JWT (JSON Web Tokens) is a popular method to handle authentication in web applications.
It provides a secure way to verify users and authorize access to resources. Here’s a step-by-step guide to set up JWT authentication in an Express.js application.
Step 1: Install Dependencies
To get started, you’ll need the following npm packages:
npm install express jsonwebtoken bcryptjs body-parser
- express: Framework to build the server.
- jsonwebtoken: For creating and verifying JWTs.
- bcryptjs: To hash passwords for secure storage.
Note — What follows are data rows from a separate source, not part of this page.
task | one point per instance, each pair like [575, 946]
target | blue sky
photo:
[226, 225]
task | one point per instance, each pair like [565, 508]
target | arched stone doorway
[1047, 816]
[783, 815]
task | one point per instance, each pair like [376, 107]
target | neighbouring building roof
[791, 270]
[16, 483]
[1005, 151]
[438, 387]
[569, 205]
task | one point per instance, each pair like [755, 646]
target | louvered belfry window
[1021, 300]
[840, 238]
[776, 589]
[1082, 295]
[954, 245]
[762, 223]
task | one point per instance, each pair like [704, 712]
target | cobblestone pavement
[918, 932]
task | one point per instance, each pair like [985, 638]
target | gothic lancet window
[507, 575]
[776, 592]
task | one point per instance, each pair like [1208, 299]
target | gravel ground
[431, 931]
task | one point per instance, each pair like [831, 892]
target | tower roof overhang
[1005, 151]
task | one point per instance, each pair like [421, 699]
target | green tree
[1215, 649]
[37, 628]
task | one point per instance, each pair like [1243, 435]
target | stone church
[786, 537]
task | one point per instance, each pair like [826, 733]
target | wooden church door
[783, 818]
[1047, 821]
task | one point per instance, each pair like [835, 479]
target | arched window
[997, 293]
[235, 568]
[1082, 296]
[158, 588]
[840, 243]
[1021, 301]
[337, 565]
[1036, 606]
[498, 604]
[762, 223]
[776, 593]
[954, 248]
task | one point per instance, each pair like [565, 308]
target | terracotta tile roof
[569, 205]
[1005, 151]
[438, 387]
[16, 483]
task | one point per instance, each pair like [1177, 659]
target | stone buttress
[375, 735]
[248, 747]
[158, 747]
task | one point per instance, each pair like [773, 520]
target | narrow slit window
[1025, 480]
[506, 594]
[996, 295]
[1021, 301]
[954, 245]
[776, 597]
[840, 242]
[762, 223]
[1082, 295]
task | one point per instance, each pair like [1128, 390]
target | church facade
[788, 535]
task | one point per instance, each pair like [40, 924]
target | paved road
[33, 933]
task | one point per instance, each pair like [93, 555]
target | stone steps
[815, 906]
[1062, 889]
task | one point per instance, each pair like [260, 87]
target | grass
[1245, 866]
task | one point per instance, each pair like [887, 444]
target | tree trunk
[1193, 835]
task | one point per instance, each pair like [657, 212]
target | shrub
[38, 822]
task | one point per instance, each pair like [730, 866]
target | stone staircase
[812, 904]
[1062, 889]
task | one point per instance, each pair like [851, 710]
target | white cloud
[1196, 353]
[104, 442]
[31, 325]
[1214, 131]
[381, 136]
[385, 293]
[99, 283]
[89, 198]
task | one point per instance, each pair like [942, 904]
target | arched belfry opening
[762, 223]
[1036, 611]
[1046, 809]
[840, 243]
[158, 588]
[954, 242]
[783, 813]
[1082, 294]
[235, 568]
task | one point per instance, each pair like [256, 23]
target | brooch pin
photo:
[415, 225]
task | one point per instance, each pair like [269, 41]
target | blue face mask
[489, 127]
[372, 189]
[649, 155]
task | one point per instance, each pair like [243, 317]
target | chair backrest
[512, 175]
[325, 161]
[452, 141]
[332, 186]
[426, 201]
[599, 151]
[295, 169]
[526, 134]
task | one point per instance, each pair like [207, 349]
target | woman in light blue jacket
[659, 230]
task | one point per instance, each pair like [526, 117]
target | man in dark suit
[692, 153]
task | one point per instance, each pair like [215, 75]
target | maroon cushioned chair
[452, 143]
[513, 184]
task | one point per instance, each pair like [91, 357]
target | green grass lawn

Step 2: Create an Express App
Set up a simple Express app:
const express = require('express');
const jwt = require('jsonwebtoken');
const bcrypt = require('bcryptjs');
const bodyParser = require('body-parser');
const app = express();
app.use(bodyParser.json());
const users = []; // Placeholder for user storage
const secretKey = 'yourSecretKey'; // Secret key for signing the JWT
Step 3: User Registration Route
Create a route to register users, where passwords are hashed using bcryptjs
:
app.post('/register', async (req, res) => {
const { username, password } = req.body;
const hashedPassword = await bcrypt.hash(password, 10);
users.push({ username, password: hashedPassword });
res.json({ message: 'User registered successfully!' });
});
Step 4: User Login Route
app.post('/login', async (req, res) => {
const { username, password } = req.body;
const user = users.find(u => u.username === username);
if (!user) {
return res.status(400).json({ message: 'User not found' });
}
const isPasswordValid = await bcrypt.compare(password, user.password);
if (!isPasswordValid) {
return res.status(400).json({ message: 'Invalid password' });
}
const token = jwt.sign({ username: user.username }, secretKey, { expiresIn: '1h' });
res.json({ token });
});
Step 5: Protect Routes with JWT
To protect routes, you can create a middleware that checks the validity of the token:
const authenticateToken = (req, res, next) => {
const token = req.header('Authorization')?.split(' ')[1];
if (!token) {
return res.status(401).json({ message: 'Access Denied' });
}
jwt.verify(token, secretKey, (err, user) => {
if (err) {
return res.status(403).json({ message: 'Invalid Token' });
}
req.user = user;
next();
});
};
Use this middleware to protect any routes:
app.get('/protected', authenticateToken, (req, res) => {
res.json({ message: `Hello, ${req.user.username}!` });
});
Step 6: Start the Server
Finally, start the server:
const PORT = process.env.PORT || 3000;
app.listen(PORT, () => {
console.log(`Server running on port ${PORT}`);
});
Conclusion
With this setup, you now have a working authentication system using JWT in Express.js.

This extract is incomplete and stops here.